Hermanos amados, no podemos permitirnos quedar en un estado inferior al óptimo; pues, si es así, nuestra obra no será bien hecha. Hubo un tiempo en que predicábamos con todas nuestras fuerzas. Cuando empezamos a predicar, ¡qué predicación, en cuanto a celo y vida! Al mirar atrás, nuestra propia humillación debe aumentar si percibimos que en tiempos más jóvenes, éramos más reales y más intensos de lo que somos ahora. Los críticos dicen que predicamos mucho mejor; y sabemos que hay más pensamiento y más exactitud en nuestros sermones, y que usamos más elocuencia que en nuestros días de juventud; pero ¿dónde están las lágrimas del principio de nuestro ministerio? ¿Dónde está el corazón quebrantado de nuestros primeros sermones? ¿Dónde está la pasión, dónde la negación propia que a menudo sentíamos cuando derramábamos nuestra misma vida en cada sílaba pronunciada? Ahora, vamos a veces al púlpito resueltos a hacer como hicimos entonces, como Samsón salió a hacer lo que antes había hecho. En otros tiempos había roto las cuerdas y las cadenas, e iba a hacer lo mismo de nuevo; peno el Señor se había apartado de él, y era tan débil como otro hombre. Hermanos, ¿qué ocurriría si el Señor se apartara de nosotros? ¡Ay de nosotros, y de nuestra obra!

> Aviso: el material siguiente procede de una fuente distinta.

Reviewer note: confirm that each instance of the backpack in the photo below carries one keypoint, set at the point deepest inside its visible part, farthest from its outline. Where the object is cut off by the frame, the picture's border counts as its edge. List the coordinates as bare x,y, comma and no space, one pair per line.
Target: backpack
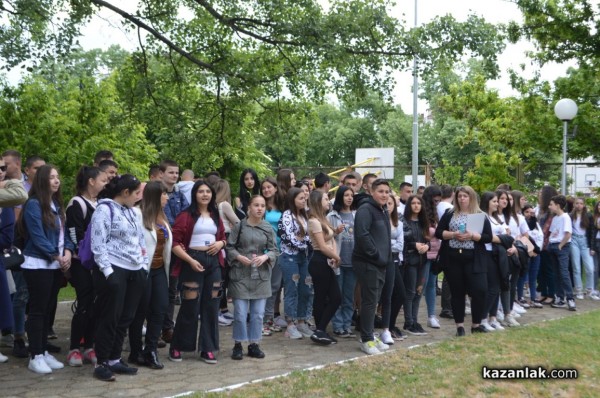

Nada puede hacerse si el Espíritu Santo es retirado; ciertamente, ni siquiera podrá intentarse algo bueno. Me ha maravillado ver cómo algunas personas evitan predicar el Evangelio cuando profesan estar haciéndolo. Usan un texto que uno diría ha de entrar en la conciencia, pero consiguen hablar de tal manera que ni despiertan a los negligentes ni afligen a los que confían en sí mismos. Juegan con la espada del Espíritu como si fueran malabaristas de circo, en vez de lanzar la espada de dos filos a los corazones de los hombres, como hacen los soldados al entrar en combate. El Emperador Galiano, al ver que un hombre lanzaba una jabalina varias veces contra un toro sin alcanzarlo, y el pueblo lo abucheaba, llamó a aquel hombre, y colocando un laurel sobre su cabeza, dijo: «Es un mérito especial que sepas errar un blanco tan grande tantas veces». ¿Qué premio daremos a aquellos ministros que nunca dan en el corazón, nunca redarguyen de pecado a los hombres, nunca consiguen que el fariseo abandone su propia justicia, nunca influyen en el culpable hasta el punto de que se eche a los pies de Jesús como pecador perdido? Quizás un día pueda aspirar a ser coronado de vergüenza por tal crimen. Entre tanto, ceñid sus sienes con la sombra de la noche. Seamos como los zurdos de Benjamín, «que sabían lanzar piedras con gran precisión». Esto no podemos alcanzarlo a menos que la vida de Dios esté y abunde en nosotros.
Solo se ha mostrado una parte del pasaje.